Dans le communiqué que vous avez publié le 17 avril, vous parlez d’un observatoire de la société civile pour la justice transitionnelle que vous comptiez installer afin « d'accompagner les étapes restantes du parcours, de suivre de près les travaux de l’Instance et de préparer la mise en œuvre des recommandations incluses dans le rapport final de l’IVD ». De quoi s’agit-il exactement ?
-C’est vrai que depuis le vote du 24 avril, nous avons pris du temps pour publier ce communiqué. Il fallait en fait être tous ensemble réunis autour d’un même message, ONG des droits humains, associations de victimes et divers experts, magistrats et avocats. Les principales décisions que nous avons prises concernent la constitution de cet observatoire cité dans le communiqué de presse du 17 avril et qui sera formé de tous les signataires du texte, la programmation de rencontres avec tous les intervenants dans cette crise : présidence de la République, présidence de l’Assemblée, présidence du gouvernement, IVD, ainsi qu’une grande organisation, la centrale syndicale. Par ailleurs, nous comptons organiser à la mi mai un colloque international, qui va convier beaucoup d’intervenants dont le Rapporteur spécial sur la justice transitionnelle. Principal objectif de cet événement : l’échange entre nous en plus de la conception d’une stratégie d’appui au processus d’ici le 31 décembre.
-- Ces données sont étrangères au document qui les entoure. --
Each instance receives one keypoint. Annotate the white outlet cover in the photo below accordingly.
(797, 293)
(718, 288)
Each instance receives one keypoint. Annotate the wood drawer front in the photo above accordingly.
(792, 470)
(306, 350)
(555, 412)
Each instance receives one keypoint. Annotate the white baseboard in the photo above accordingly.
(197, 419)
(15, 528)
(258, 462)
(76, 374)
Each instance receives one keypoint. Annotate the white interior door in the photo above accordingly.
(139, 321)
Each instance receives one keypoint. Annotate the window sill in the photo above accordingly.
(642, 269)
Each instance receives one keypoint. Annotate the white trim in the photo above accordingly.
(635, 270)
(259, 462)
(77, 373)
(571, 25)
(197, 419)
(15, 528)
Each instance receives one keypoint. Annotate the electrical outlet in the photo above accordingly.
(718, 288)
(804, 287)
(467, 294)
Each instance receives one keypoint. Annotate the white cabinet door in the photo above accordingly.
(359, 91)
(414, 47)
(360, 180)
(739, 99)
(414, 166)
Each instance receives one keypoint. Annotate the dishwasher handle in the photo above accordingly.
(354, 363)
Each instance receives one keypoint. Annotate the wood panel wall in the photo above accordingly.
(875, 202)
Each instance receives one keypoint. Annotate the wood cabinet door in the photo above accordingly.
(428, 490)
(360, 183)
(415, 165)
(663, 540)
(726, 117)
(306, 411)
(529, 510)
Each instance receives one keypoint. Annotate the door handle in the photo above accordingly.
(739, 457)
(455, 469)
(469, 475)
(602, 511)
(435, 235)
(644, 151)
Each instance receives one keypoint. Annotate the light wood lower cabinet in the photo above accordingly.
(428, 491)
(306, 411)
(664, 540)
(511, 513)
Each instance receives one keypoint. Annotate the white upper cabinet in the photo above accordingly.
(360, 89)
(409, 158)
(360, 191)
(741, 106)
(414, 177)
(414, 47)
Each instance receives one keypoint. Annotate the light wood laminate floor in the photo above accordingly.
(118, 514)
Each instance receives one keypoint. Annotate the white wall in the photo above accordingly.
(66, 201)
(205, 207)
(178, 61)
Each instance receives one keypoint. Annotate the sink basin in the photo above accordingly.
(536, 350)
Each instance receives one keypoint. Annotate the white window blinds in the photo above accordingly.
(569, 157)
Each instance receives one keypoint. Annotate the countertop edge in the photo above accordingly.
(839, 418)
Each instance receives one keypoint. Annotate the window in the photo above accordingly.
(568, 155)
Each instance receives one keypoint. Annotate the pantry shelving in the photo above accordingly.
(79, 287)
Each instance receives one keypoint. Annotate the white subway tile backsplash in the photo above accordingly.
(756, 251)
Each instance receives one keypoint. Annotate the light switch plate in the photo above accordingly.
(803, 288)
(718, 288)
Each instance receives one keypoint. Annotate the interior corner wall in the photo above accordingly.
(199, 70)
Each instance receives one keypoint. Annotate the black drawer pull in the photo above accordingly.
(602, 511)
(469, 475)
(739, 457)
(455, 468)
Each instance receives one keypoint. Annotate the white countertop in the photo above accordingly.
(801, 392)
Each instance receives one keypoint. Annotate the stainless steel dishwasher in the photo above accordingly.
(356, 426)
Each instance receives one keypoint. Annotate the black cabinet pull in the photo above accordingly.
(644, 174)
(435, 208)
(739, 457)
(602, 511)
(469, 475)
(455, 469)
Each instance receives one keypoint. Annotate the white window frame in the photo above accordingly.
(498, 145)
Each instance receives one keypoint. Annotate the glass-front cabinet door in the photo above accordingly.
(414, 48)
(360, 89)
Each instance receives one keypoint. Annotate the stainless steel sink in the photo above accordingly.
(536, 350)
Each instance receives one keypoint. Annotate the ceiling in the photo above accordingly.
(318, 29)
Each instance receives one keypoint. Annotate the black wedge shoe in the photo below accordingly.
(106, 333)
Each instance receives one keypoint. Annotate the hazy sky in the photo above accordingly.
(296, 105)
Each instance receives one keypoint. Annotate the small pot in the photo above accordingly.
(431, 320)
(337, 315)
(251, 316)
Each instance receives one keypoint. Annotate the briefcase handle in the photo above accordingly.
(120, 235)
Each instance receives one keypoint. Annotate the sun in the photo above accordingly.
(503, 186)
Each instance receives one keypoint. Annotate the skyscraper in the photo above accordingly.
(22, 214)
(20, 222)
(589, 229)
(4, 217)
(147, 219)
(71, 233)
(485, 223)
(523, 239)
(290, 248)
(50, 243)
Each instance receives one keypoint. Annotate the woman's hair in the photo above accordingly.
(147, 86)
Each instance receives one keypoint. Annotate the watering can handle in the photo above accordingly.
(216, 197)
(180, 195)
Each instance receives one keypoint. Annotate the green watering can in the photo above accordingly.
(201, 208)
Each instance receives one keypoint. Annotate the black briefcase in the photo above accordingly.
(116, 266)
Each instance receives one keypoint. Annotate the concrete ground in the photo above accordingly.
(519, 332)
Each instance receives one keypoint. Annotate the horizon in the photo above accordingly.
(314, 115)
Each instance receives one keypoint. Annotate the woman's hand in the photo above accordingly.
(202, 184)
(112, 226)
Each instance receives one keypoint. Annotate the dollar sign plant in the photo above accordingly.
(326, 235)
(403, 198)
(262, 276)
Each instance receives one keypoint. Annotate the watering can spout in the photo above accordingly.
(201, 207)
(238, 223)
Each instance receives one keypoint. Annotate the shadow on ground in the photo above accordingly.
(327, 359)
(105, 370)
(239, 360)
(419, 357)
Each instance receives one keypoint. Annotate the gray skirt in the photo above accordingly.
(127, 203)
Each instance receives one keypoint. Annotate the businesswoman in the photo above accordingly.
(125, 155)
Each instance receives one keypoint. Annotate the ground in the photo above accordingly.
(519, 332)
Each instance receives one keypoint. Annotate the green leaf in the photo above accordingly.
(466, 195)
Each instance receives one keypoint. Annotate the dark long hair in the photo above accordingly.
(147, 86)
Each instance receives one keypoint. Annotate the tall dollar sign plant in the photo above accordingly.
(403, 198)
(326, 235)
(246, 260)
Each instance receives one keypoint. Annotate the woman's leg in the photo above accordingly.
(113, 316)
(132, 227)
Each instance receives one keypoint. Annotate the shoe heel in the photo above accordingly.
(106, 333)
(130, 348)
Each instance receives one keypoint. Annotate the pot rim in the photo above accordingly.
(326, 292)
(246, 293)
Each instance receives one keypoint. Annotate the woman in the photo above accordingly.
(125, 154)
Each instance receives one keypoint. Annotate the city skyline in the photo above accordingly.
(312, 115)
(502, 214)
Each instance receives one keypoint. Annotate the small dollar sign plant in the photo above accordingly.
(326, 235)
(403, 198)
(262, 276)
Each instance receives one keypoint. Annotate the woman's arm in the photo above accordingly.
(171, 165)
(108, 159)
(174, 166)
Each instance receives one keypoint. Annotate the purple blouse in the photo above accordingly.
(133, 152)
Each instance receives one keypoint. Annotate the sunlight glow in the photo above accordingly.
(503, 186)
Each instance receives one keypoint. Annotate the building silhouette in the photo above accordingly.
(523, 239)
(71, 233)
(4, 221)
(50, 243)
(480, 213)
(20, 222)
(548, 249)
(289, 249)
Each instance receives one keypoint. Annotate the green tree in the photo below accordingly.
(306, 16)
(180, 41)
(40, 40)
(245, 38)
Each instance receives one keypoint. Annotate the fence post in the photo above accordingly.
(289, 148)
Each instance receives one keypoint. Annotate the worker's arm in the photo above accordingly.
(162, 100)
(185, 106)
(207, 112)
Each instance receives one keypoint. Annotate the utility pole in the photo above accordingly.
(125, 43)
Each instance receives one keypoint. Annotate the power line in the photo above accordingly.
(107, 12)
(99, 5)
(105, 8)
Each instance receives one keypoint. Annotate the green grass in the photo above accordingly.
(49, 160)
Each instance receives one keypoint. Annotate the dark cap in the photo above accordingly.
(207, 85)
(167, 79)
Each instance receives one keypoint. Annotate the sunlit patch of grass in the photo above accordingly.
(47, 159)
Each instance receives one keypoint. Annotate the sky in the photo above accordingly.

Mais également au-delà puisque la justice transitionnelle se poursuit y compris dans la période post IVD. Nous envisageons également d’organiser des rencontres avec des jeunes tels les groupes Manich Msamah (Je ne pardonnerai pas) et Fech Nestanaw (Qu’attendons-nous ?), qui se sont mobilisés pour le processus de justice transitionnelle et ont fait bouger la rue dans ce sens.